Tuesday, May 31, 2011

done playing games

So, I told off my trainer last week...okay, I didn't really tell him off, but I got sternly defensive. The conversation started with his remark about my bracelets from Victor that I always wear. He muttered something and rolled his eyes. The conversation went something like this:
Me: "What?"
Trainer: "Nothing, I just think you can do so much better"
Me: "It's not about doing better. It's about how I feel. Besides, where's better?"
Trainer: "Well, give it a few more weeks, then you'll have guys calling you" (in regards to weight loss)
Me: slightly pissed off "What? If losing weight is what it takes and I have to be 'this big' to get phone calls, I don't want anything to do with it. I want someone who is interested in me, not just the way I look. Victor likes me for me...for how I am already. I don't need to change."
Trainer: "It's all about how the game is played."
Me: my voice got progressively louder by this point "I don't want games. I'm tired of games"

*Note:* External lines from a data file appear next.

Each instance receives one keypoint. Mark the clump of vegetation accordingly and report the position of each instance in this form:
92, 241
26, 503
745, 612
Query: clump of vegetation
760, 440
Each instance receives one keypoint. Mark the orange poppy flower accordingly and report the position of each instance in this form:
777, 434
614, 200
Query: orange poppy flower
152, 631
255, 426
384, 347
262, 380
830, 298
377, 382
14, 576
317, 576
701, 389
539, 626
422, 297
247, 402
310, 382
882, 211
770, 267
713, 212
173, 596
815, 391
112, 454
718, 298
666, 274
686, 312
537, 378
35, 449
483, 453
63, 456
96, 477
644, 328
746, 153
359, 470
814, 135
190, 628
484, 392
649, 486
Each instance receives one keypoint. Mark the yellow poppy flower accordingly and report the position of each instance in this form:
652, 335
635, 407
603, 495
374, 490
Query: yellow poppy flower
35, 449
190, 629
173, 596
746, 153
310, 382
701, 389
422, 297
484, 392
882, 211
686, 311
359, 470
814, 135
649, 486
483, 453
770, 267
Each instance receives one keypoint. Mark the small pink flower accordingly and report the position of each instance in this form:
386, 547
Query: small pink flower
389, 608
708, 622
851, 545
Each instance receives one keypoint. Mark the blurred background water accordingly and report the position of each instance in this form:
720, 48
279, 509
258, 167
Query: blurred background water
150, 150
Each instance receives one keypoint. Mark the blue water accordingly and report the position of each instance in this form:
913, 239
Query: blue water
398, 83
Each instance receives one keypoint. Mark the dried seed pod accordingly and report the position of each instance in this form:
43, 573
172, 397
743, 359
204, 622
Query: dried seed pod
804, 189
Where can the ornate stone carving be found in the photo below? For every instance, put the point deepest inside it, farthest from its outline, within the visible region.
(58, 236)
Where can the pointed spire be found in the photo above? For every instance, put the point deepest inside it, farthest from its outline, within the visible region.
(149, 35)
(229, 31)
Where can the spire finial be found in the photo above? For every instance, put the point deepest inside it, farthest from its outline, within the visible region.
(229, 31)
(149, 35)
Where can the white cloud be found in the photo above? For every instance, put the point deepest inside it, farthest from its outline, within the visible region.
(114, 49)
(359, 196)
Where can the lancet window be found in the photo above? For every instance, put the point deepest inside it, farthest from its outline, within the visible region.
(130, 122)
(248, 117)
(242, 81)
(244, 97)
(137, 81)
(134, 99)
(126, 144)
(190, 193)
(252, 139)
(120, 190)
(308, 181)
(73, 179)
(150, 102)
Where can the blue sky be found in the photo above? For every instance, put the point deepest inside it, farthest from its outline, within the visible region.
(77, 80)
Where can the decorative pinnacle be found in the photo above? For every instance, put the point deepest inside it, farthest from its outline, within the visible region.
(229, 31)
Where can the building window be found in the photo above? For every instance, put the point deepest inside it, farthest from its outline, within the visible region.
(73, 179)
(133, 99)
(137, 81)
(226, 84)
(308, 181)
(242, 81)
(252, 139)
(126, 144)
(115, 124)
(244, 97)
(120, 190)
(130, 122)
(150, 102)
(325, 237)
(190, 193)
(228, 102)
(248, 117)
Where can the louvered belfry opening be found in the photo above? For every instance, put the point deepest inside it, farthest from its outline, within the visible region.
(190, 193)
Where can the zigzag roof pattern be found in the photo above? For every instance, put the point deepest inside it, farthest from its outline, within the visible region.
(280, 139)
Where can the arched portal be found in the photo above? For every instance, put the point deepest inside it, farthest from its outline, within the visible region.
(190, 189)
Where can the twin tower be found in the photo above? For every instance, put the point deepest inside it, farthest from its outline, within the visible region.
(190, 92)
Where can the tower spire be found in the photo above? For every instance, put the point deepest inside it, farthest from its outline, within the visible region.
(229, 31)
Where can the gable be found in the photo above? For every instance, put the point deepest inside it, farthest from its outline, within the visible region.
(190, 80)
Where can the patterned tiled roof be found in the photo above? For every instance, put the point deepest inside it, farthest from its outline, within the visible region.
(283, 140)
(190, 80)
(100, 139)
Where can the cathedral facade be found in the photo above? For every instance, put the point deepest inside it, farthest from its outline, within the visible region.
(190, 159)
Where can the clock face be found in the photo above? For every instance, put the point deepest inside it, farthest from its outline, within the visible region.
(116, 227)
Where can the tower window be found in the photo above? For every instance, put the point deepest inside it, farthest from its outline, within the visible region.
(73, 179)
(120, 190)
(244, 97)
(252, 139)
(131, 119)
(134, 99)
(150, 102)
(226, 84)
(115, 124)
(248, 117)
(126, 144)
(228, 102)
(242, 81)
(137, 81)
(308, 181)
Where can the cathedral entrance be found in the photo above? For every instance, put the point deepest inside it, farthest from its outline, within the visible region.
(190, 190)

I'm kinda annoyed (still) but more so, disappointed. I hate that point when I realize that someone is, indeed, just another typical guy. I'm so thankful for Victor. I know it seems odd to say since he's sitting in prison right now, but he's my knight in shining armor. Other than a bad past, he has or is developing, the key characteristics of someone compatible with me. Someone who smothers me with attention (but in a non-clingy way), patience, beyond brilliant intelligence (okay, except for common sense...he lacked some of that in the past), stupidly romantic, poetic, cheesy, positive, charming, and the list could go on. Oh, how I wish he could be here with me right now.